Should the rate at which a naira exchanges for a dollar interest someone living in Oyo or Nasarawa? A slow, uncertain recovery from the recession is enough reason. Experts advise that local businesses and investors to make conservative business plans; have sufficient cash in reserve; to avoid currency mismatches i.e. dollar-denominated loans paid from naira earnings and to diversify risks by investing elsewhere than Nigeria.

If cash reigns supreme among the list of liquid assets, then the dollar is king; for now. And since the often disjointed economic policies of Nigeria tend to shoot without missing, Nigerians have learned to fly to the dollar for safety, a habit developed during the hard knock life of the 1980s.

The economic crisis in mid to late 1980s resulted in a recession in 1991. Oil prices had plunged, the dollar was insufficient to meet our disproportionate appetite for imports, and the CBN, jettisoning market forces to determine the exchange rate, resorted to fixed rates and restrictions. Many turned to the black market. Shortly after its coup in April 1984, the Buhari-led military government passed a decree to combat black marketeering (a very Nigerian expression) and currency trafficking.

This period gave birth to multiple exchange rates: official, parallel or black market; practices such as round-tripping and arbitrage i.e. taking advantage of differences between the official and black market rates. Similarly, an alphabet soup of acronyms emerged: DAS, BDC, SFEM, AFEM, IFEM, and UFEM. Some of these acronyms died while others evolved.

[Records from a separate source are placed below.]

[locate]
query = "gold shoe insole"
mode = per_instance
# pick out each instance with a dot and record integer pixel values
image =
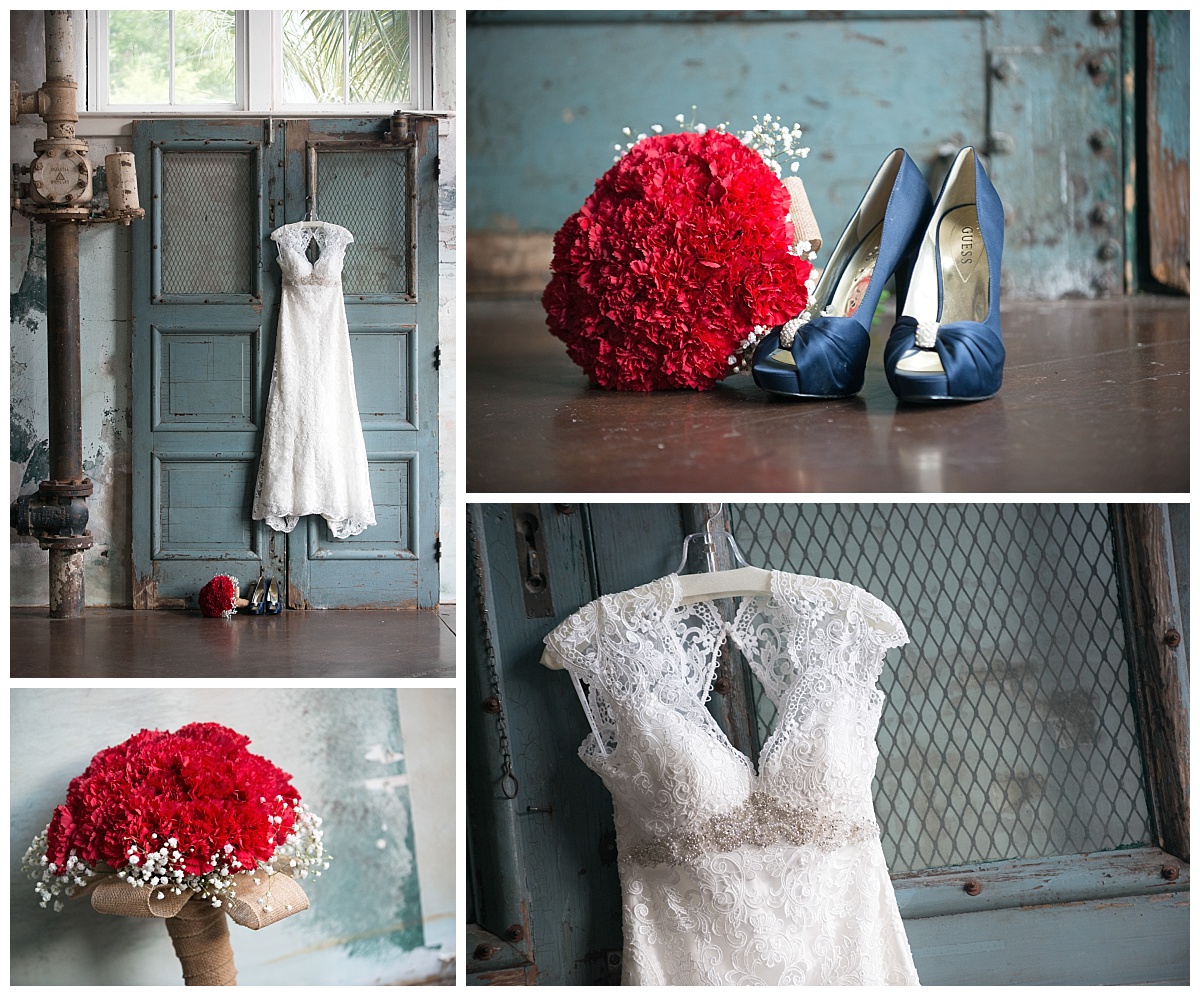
(965, 286)
(852, 281)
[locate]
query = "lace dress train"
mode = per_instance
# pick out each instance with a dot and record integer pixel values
(313, 459)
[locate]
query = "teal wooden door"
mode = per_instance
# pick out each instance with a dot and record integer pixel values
(205, 309)
(385, 193)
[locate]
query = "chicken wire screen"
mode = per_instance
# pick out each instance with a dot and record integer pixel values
(209, 222)
(1008, 730)
(370, 192)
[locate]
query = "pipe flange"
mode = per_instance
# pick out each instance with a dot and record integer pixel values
(51, 490)
(72, 544)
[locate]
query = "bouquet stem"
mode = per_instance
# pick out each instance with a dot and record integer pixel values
(201, 935)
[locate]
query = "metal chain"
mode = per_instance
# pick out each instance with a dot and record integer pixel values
(509, 784)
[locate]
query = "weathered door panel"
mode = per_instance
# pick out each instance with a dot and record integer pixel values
(1168, 148)
(384, 191)
(202, 345)
(205, 298)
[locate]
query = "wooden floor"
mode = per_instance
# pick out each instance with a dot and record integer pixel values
(1096, 400)
(177, 643)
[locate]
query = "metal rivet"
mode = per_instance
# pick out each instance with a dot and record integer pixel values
(1005, 69)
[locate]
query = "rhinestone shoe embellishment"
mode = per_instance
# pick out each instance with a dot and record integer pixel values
(760, 821)
(787, 333)
(927, 334)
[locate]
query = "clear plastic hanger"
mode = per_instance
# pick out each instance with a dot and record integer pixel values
(714, 583)
(709, 538)
(311, 221)
(717, 582)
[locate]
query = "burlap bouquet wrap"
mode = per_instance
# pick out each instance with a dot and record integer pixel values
(198, 929)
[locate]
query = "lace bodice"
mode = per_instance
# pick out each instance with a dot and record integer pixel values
(293, 241)
(714, 853)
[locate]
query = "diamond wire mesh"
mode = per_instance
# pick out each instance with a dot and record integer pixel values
(369, 193)
(1008, 730)
(208, 222)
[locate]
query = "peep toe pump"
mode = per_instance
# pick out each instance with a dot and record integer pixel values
(946, 346)
(822, 352)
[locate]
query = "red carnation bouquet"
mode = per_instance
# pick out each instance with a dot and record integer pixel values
(679, 259)
(177, 813)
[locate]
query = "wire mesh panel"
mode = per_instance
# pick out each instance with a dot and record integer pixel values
(369, 192)
(208, 227)
(1008, 730)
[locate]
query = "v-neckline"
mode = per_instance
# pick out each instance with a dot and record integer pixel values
(731, 628)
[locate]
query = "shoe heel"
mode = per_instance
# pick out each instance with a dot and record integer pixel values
(256, 598)
(274, 603)
(947, 345)
(822, 352)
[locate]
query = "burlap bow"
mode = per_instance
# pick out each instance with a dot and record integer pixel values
(804, 222)
(198, 929)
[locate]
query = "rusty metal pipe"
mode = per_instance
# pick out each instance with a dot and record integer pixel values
(65, 389)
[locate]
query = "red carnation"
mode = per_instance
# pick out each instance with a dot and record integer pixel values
(198, 786)
(677, 255)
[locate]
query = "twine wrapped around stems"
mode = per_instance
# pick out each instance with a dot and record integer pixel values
(198, 929)
(201, 935)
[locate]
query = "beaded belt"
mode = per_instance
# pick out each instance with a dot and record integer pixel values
(759, 822)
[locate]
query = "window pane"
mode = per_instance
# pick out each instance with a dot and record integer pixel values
(378, 57)
(204, 57)
(1008, 730)
(312, 57)
(138, 57)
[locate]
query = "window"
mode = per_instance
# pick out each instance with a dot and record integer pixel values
(259, 61)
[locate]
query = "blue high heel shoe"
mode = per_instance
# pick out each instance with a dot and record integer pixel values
(947, 345)
(822, 352)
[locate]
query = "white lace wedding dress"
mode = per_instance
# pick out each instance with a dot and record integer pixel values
(313, 459)
(733, 876)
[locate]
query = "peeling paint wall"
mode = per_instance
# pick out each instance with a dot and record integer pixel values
(371, 762)
(105, 275)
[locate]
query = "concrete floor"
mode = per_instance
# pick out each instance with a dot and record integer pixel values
(177, 643)
(1096, 400)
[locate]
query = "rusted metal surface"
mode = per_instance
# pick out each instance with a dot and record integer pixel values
(66, 583)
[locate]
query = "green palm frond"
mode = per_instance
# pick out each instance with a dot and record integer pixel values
(378, 54)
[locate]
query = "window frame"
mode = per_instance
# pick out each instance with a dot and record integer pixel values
(258, 73)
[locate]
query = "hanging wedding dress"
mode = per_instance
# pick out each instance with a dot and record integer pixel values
(733, 876)
(315, 460)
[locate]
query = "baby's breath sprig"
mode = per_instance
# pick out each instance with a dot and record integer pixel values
(774, 141)
(769, 138)
(160, 865)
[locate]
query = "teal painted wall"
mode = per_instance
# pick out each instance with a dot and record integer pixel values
(375, 918)
(547, 95)
(105, 270)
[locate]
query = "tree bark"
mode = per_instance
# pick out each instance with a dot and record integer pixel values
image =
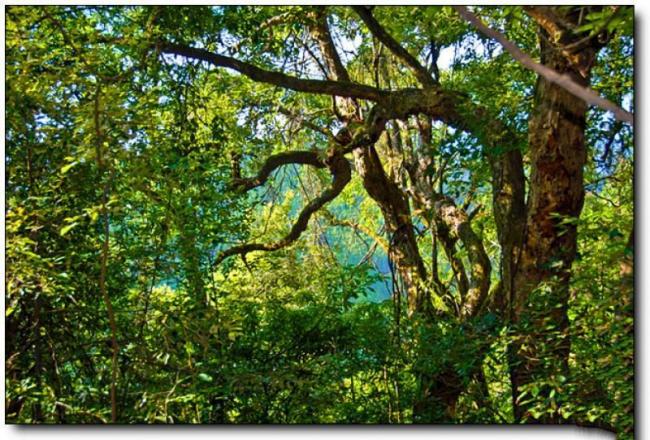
(541, 280)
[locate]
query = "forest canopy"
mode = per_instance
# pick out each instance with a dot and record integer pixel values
(310, 214)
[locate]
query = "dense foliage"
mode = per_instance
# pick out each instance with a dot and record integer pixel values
(130, 295)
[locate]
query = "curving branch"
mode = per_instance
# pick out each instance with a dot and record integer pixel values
(327, 87)
(276, 161)
(341, 175)
(563, 80)
(459, 225)
(420, 72)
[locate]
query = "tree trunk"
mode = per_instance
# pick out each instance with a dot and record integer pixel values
(542, 273)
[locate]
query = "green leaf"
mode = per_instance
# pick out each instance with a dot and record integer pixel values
(67, 228)
(66, 168)
(205, 377)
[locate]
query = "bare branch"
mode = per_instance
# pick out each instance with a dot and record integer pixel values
(420, 72)
(276, 161)
(341, 173)
(327, 87)
(565, 81)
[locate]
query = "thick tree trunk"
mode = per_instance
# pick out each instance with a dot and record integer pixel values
(541, 280)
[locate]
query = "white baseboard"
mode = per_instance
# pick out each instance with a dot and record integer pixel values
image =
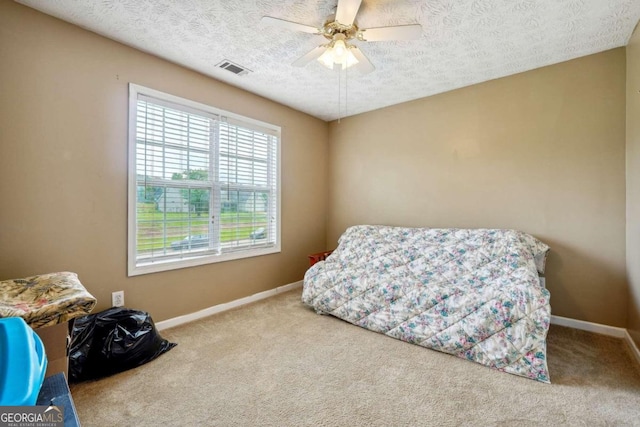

Take UFEM. It stands for Underground Foreign Exchange Market, and was dominated by mallams. In a study of the black market during the devaluation in the 1990s, Charles Adesina, a professor of history, notes that, “The operators of UFEM moved into the spaces opened up by the incoherent policies, formal sector corruption and the sheer absence of needed financial services to provide a whole portfolio of financial services – at a price – to the public.”

Contrary to popular stereotype the mallams were connected, savvy, organised and had a rich tradition of foreign exchange transactions that dates back to pre-colonial trade routes in West Africa.

Because they sold at market rates the premium between what they offered and the official rate was an irresistible source of corruption for government officials and financial institutions. To correct this anomaly licences were given to bureau de change (BDC) operators. Yet the black market prevailed and morphed into BDCs.

Technology, however, is disrupting the efficient, convenient, safe and expeditious service they once provided. A service the mysterious AbokiFX has disrupted, democratising information that was once their advantage.

This month makes it a year since the Association of Bureaux De Change Operators of Nigeria (ABCON) launched naijabdcs, their website. It’s their response to the foreign, “inauthentic” and unrealistic AbokiFX.